During the past few Fridays (or least here and here), we've been looking at a paper that was published from China with some Β-lactamase sequences that were supposedly from Streptococcus pneumoniae. The amazing thing about these particular sequences is that Β-lactamase has never been seen in S. pneumoniae before, making this a rather significant (and possibly scary) discovery.
If it's correct.
The way this sequence was identified as Β-lactamase was through a blastn search at the NCBI. And in fact, it was correct to conclude that this sequence is Β-lactamase. There are only three bases that differ between this Β-lactamase and the one from a common E. coli cloning vector.
This picture shows the two sequences aligned to each other with dots representing identical bases. I colored the different bases yellow to make the differences easier to spot.
The problem, is that are there are only three bases that differed between this sequence and one from a common cloning vector (what is a vector?). And, as others have pointed out, that same vector is also used to produce Taq polymerase, an enzyme used in the procedure for identifying the sequence. PCR is very sensitive (what is PCR?), and not just for detecting the DNA that you want to see. It's quite good at detecting contaminants as well.
You can see in the blast results below that quite a few sequences matched cloning vectors pretty well.
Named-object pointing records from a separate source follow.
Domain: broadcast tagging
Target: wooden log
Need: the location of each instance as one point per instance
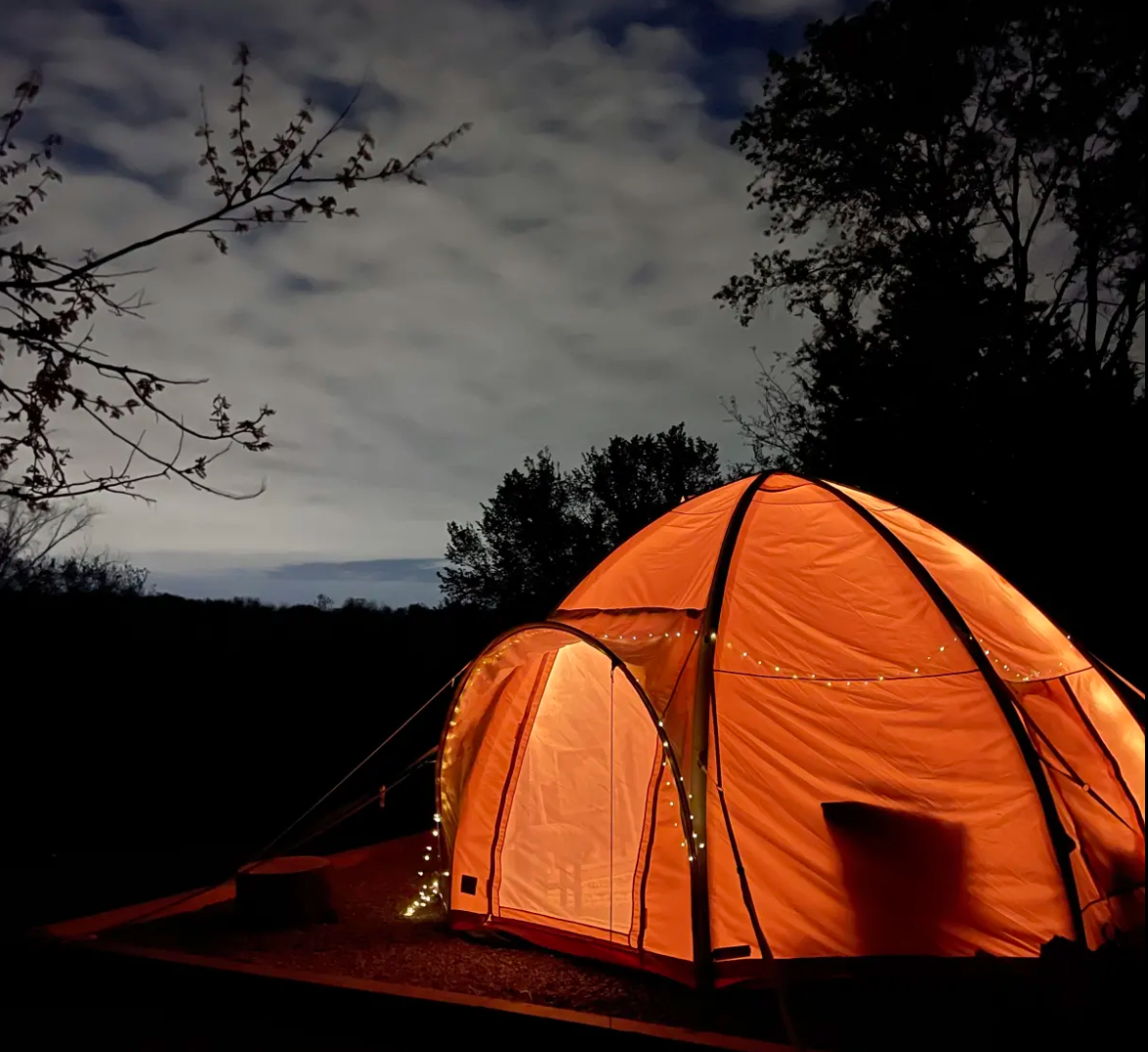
(291, 891)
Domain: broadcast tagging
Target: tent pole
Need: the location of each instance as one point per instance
(699, 751)
(1063, 845)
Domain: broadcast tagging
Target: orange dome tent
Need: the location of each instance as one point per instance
(789, 720)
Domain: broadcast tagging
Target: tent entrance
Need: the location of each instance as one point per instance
(581, 799)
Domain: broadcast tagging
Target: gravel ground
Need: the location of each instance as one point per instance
(373, 939)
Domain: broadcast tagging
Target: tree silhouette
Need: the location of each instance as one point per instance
(47, 304)
(955, 195)
(546, 528)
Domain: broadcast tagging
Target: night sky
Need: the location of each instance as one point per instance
(551, 286)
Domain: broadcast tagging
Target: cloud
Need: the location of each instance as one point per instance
(394, 583)
(551, 286)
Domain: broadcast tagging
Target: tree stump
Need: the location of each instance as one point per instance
(285, 892)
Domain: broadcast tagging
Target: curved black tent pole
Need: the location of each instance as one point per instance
(1063, 845)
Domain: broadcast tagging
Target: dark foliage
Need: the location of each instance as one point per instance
(546, 528)
(954, 193)
(152, 742)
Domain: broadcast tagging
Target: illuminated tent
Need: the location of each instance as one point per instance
(789, 720)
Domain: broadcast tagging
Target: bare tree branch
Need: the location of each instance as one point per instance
(46, 300)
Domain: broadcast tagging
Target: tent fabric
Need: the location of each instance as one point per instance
(896, 754)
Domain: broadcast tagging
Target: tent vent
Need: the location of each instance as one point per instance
(730, 952)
In fact, I wonder if those top two E. coli sequences from "clinical isolates," in Russia and France, were real results or just more PCR contamination. I'm suspicious of that Acinetobacter sequence from China, too.
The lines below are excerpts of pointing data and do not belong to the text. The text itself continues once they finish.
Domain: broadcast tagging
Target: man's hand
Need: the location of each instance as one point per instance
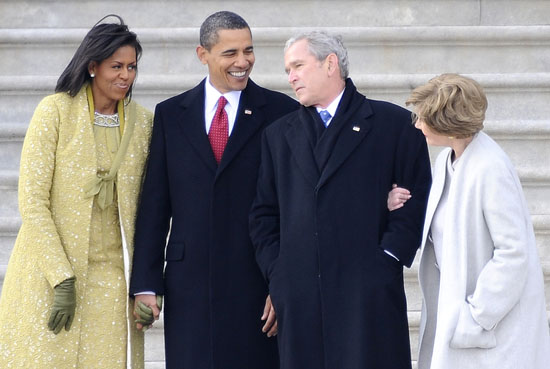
(270, 318)
(146, 310)
(397, 197)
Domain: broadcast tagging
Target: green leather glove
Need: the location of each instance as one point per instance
(145, 313)
(64, 305)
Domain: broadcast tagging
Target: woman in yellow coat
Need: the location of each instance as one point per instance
(64, 302)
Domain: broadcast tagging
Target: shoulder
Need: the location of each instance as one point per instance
(389, 111)
(144, 117)
(280, 125)
(142, 111)
(487, 164)
(58, 104)
(273, 99)
(485, 155)
(175, 101)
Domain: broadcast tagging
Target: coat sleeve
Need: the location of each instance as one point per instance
(153, 218)
(265, 214)
(501, 281)
(403, 233)
(36, 172)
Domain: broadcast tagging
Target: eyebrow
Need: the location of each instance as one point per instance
(231, 51)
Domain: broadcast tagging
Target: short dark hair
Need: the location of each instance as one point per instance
(219, 21)
(102, 41)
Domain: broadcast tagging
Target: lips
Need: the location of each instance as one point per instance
(238, 74)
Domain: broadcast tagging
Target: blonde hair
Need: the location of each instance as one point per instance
(450, 105)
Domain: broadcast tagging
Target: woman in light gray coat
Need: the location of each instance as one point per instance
(482, 283)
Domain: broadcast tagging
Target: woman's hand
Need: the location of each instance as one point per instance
(397, 197)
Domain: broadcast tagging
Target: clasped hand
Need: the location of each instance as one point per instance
(147, 310)
(64, 305)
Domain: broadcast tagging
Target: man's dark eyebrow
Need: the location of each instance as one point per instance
(229, 51)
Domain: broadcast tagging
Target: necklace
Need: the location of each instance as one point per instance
(106, 120)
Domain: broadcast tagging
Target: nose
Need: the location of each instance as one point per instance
(241, 61)
(292, 77)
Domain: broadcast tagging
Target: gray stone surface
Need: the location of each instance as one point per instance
(394, 45)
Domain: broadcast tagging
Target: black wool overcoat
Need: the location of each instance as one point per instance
(320, 225)
(214, 292)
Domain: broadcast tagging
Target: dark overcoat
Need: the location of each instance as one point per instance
(320, 225)
(214, 291)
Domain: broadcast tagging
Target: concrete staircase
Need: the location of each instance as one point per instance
(393, 46)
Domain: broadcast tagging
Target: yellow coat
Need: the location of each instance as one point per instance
(58, 159)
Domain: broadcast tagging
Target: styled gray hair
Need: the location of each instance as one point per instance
(321, 44)
(216, 22)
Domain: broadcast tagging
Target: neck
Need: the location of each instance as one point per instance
(337, 90)
(102, 104)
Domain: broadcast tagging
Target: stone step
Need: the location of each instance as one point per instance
(512, 96)
(172, 13)
(386, 50)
And, I'm suspicious of the Klebsiella sequence from St. Louis, Mo. That one was part of a Klebsiella genome project and annotated by a nice friendly computer that probably doesn't have one skeptical program on it's hard drive.
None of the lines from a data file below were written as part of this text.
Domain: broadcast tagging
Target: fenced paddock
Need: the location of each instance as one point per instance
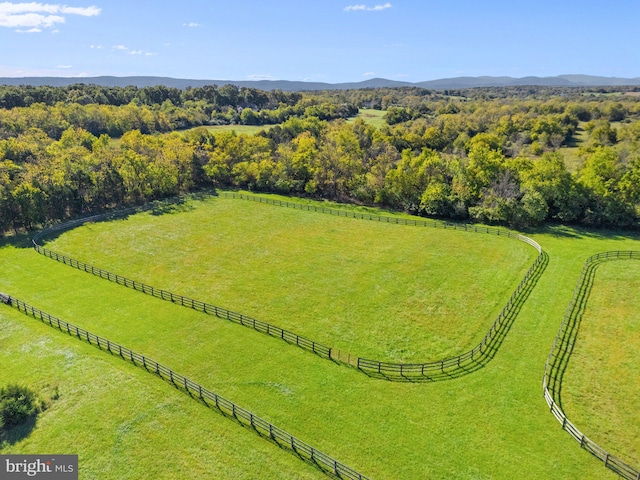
(561, 352)
(305, 451)
(442, 369)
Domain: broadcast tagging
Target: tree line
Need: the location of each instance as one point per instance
(467, 158)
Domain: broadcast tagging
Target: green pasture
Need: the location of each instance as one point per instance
(602, 392)
(368, 288)
(371, 116)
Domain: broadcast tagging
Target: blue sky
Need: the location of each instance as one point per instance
(321, 40)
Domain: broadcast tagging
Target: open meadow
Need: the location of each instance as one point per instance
(378, 290)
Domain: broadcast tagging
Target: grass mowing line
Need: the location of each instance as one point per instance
(561, 353)
(443, 369)
(267, 430)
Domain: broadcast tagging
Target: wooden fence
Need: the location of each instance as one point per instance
(429, 371)
(560, 354)
(308, 453)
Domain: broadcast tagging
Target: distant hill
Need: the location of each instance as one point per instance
(291, 86)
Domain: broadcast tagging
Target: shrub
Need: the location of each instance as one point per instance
(17, 403)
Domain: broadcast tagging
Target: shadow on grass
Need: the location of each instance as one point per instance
(17, 433)
(576, 232)
(18, 240)
(568, 336)
(167, 206)
(485, 352)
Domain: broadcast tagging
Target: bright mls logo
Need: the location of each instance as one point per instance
(50, 467)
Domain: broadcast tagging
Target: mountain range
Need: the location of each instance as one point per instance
(295, 86)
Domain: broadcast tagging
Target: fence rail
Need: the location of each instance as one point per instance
(439, 369)
(265, 429)
(560, 354)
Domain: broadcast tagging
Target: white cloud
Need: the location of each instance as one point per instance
(36, 16)
(377, 8)
(365, 8)
(259, 76)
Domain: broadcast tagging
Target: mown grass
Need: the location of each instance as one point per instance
(371, 116)
(602, 392)
(493, 423)
(367, 288)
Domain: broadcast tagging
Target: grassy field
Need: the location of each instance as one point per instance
(364, 287)
(602, 393)
(493, 423)
(371, 116)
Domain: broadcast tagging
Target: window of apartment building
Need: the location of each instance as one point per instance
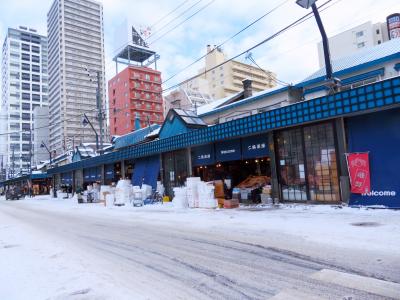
(25, 57)
(35, 87)
(35, 49)
(361, 45)
(26, 116)
(35, 68)
(25, 47)
(26, 76)
(26, 126)
(35, 78)
(26, 67)
(25, 147)
(26, 86)
(35, 97)
(26, 106)
(35, 58)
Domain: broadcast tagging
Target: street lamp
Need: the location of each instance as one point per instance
(334, 82)
(43, 145)
(85, 122)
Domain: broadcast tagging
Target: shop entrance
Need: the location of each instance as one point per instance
(240, 169)
(307, 164)
(176, 166)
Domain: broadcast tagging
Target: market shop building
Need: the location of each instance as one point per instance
(300, 143)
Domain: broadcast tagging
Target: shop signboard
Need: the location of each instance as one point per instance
(358, 165)
(203, 155)
(109, 171)
(228, 151)
(86, 174)
(255, 146)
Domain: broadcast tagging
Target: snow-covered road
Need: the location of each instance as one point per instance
(59, 250)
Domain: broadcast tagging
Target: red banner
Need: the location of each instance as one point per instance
(358, 164)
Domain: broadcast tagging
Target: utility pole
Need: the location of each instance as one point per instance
(99, 109)
(99, 104)
(30, 162)
(13, 162)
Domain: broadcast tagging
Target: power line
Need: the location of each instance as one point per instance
(168, 14)
(291, 25)
(171, 21)
(185, 20)
(227, 40)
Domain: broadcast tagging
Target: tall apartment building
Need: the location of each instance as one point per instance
(41, 134)
(76, 42)
(24, 87)
(360, 37)
(227, 79)
(135, 96)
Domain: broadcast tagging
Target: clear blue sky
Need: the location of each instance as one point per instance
(292, 56)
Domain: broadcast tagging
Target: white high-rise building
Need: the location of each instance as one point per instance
(76, 41)
(24, 87)
(355, 39)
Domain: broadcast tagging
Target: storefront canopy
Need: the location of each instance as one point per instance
(146, 171)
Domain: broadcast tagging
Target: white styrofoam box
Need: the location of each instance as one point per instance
(103, 189)
(180, 200)
(110, 199)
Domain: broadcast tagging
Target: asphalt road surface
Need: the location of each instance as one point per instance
(165, 261)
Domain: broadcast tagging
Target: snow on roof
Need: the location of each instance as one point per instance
(214, 104)
(210, 109)
(359, 60)
(153, 133)
(364, 56)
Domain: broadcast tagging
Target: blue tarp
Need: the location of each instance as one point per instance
(255, 146)
(146, 171)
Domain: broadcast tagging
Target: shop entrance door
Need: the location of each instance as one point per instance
(175, 170)
(307, 163)
(291, 165)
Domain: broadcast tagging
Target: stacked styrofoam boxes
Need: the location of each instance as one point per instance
(192, 191)
(123, 192)
(180, 198)
(206, 195)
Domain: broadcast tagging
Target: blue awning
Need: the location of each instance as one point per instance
(228, 150)
(146, 171)
(138, 172)
(203, 155)
(66, 178)
(255, 146)
(109, 171)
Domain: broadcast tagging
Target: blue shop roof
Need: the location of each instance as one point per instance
(134, 137)
(363, 59)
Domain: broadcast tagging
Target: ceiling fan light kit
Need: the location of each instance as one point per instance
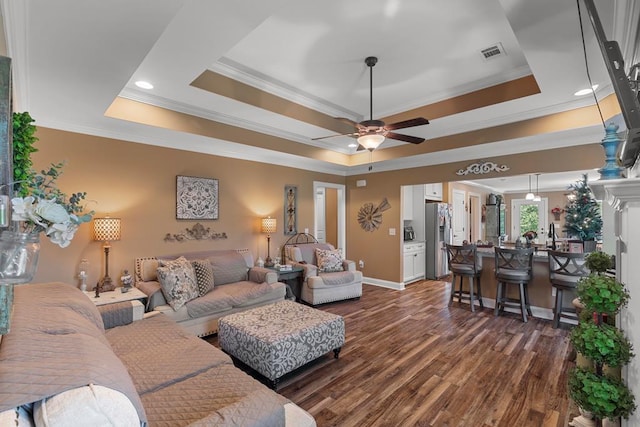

I think it's a problem that as we sequence more stuff, we end up with more sequences in the database whose identification isn't confirmed by any other kind of supporting data.
One of the hard things about science, is that you can't just do the experiments that will give you results you want to see. You also have to think of all kinds of other possible explanations for your results - and test them.
So, now I've explained why I don't believe some of the results. Well, actually I do believe that the sequences are properly identified, I just don't believe that they really originated from the bacterial species on record.
I'll give you all one more chance to think of some other experiments that could be done to test whether the sequences really came from the bacteria that are listed in GenBank
And sequencing more DNA is NOT the answer.